The Impact Of Impurities
Impurities cause corrosion, scaling and other problems. These become more severe as boiler pressures and temperatures increase. Fortunately, the power industry has learned some lessons that directly apply to chemical plants, particularly ones that generate high-pressure steam for process needs or electrical generation. For example, Tables 1 and 2 summarize guidelines developed by the Electric Power Research Institute (EPRI) for makeup water effluent and condensate pump discharge (CPD) for heat recovery steam generators (HRSGs) .
An examination of the effects of some of these impurities reveals why the limits are so low. Consider chlorides. Even small amounts that enter the steam generator, say, from a condenser tube leak or contaminated condensate return, if chronic and not neutralized by the boiler-water treatment program, will concentrate under deposits on boiler internals. Chloride salts in the high temperature boiler environment can react with water per:
MgCl2 + 2H2O + heat → Mg(OH)2↓ + 2HCl (1)
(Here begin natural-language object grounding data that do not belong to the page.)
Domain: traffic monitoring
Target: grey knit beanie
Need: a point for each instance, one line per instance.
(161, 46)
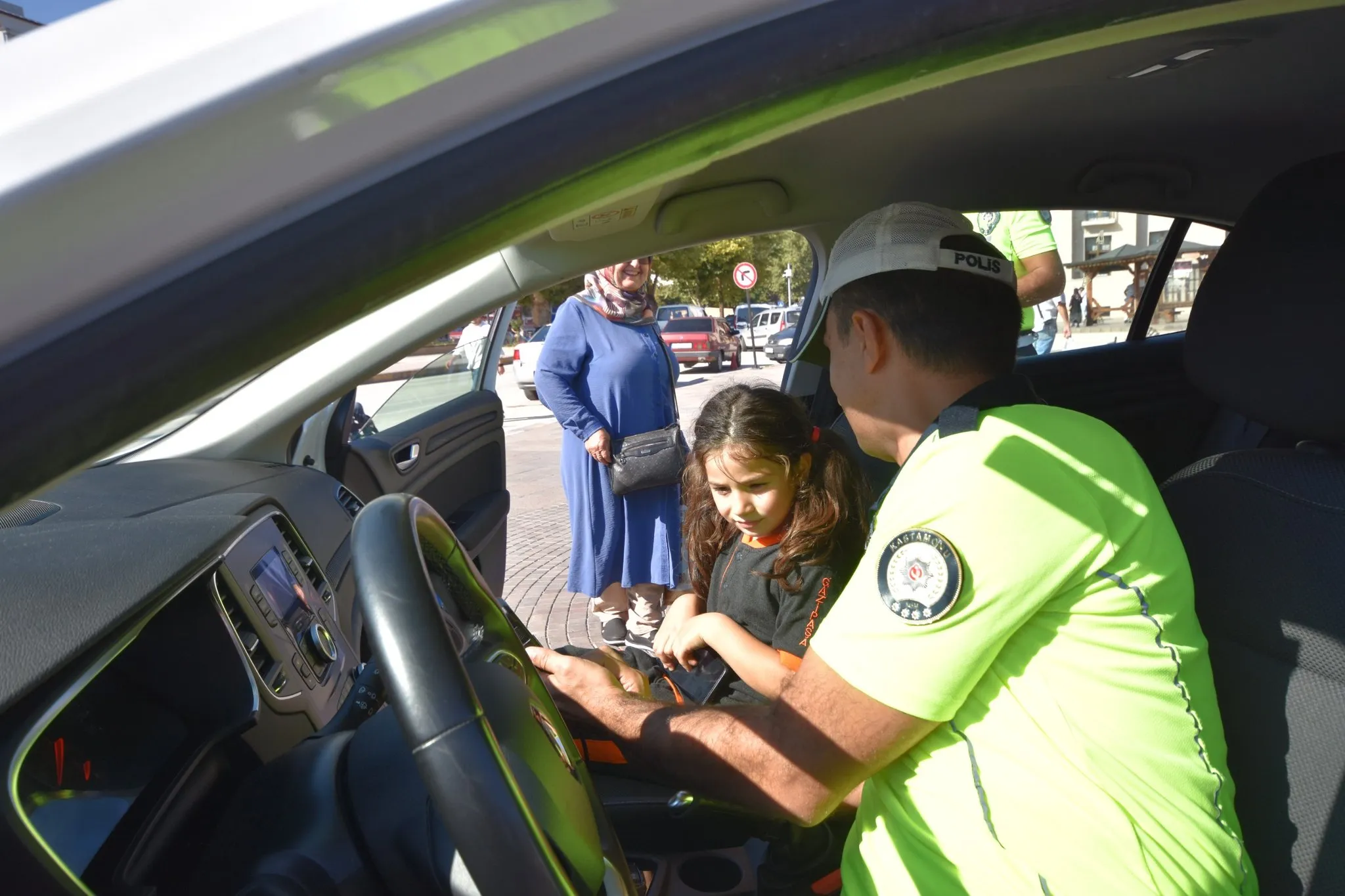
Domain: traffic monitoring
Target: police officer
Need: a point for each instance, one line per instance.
(1015, 671)
(1025, 238)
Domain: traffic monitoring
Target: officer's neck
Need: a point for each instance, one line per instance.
(916, 406)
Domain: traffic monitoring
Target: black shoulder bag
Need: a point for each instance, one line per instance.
(654, 458)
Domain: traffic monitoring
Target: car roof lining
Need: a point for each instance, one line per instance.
(938, 155)
(1174, 144)
(311, 276)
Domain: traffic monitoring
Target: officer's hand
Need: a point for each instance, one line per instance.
(575, 684)
(631, 679)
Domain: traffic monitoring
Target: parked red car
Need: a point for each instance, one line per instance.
(697, 340)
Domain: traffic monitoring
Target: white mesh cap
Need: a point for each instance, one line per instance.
(899, 237)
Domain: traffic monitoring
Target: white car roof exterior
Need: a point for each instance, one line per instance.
(154, 132)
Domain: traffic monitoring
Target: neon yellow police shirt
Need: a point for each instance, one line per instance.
(1025, 586)
(1017, 234)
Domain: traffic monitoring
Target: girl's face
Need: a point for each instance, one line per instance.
(752, 495)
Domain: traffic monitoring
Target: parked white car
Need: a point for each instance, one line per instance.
(525, 362)
(770, 323)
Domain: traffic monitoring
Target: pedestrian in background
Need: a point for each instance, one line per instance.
(1051, 317)
(1025, 238)
(606, 373)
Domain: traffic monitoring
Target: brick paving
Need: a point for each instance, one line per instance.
(540, 523)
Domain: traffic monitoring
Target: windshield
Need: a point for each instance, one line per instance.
(689, 326)
(167, 427)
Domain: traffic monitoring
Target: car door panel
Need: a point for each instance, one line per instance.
(1139, 389)
(452, 457)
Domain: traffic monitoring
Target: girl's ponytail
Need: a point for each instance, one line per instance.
(831, 505)
(830, 508)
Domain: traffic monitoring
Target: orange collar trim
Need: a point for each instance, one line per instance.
(764, 542)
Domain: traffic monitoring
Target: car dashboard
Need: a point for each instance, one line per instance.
(169, 628)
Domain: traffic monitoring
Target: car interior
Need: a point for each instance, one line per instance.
(202, 629)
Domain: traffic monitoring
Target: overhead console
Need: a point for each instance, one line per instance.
(280, 605)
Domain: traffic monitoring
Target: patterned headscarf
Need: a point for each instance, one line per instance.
(615, 304)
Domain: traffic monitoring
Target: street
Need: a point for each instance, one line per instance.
(539, 524)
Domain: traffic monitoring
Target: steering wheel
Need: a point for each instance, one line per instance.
(489, 742)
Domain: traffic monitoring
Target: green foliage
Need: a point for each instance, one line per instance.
(704, 274)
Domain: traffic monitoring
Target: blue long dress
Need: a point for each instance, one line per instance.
(598, 373)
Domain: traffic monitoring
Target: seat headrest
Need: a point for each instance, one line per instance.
(1264, 337)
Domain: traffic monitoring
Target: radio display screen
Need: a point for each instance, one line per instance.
(283, 590)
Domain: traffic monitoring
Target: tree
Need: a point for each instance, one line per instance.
(704, 274)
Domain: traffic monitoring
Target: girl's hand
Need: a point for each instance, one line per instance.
(599, 446)
(677, 614)
(692, 637)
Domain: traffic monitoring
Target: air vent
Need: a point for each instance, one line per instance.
(264, 664)
(305, 559)
(351, 504)
(27, 513)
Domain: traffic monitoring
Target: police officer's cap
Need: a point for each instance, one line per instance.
(899, 237)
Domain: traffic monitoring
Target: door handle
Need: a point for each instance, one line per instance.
(405, 457)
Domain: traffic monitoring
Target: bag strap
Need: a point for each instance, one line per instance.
(677, 412)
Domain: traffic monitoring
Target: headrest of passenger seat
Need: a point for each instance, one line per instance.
(1268, 330)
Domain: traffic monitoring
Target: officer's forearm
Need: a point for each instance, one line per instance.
(718, 753)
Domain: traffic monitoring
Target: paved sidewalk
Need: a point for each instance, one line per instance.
(540, 521)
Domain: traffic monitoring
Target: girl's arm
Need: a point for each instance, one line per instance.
(563, 358)
(758, 664)
(677, 613)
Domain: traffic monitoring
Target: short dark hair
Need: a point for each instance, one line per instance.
(947, 322)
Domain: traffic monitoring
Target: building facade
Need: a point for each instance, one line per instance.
(1086, 234)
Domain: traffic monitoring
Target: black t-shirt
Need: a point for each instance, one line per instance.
(780, 618)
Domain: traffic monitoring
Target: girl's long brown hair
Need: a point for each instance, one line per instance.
(830, 505)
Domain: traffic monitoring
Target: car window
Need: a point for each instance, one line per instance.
(450, 367)
(1197, 250)
(689, 326)
(1107, 255)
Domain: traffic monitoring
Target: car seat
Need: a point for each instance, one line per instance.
(1265, 528)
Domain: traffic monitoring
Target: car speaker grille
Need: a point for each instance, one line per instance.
(26, 513)
(351, 504)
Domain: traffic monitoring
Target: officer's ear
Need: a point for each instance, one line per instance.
(872, 339)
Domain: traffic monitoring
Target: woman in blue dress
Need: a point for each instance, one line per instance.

The hydrochloric acid produced may cause general corrosion by itself — worse yet, the acid will accumulate under deposits, where it can react with iron to generate hydrogen. The hydrogen gas molecules penetrate into the metal wall where they then combine with carbon atoms in the steel to generate methane (CH4):
2H2 + Fe3C → 3Fe + CH4↑ (2)
Formation of the gaseous methane and hydrogen molecules causes cracking in the steel, greatly weakening its strength (Figure 1). Hydrogen damage is very troublesome because it’s not easily detected. After such damage has occurred, the plant staff may replace tubes only to find that other tubes continue to rupture. I once was part of a team that had to deal with hydrogen damage in a 1,250-psig utility boiler. Operations personnel insisted on running the unit for several weeks with a known condenser leak. Even though the team did its best to maintain adequate boiler water chemistry, the ultimate outcome was extensive hydrogen damage that required a complete boiler retubing.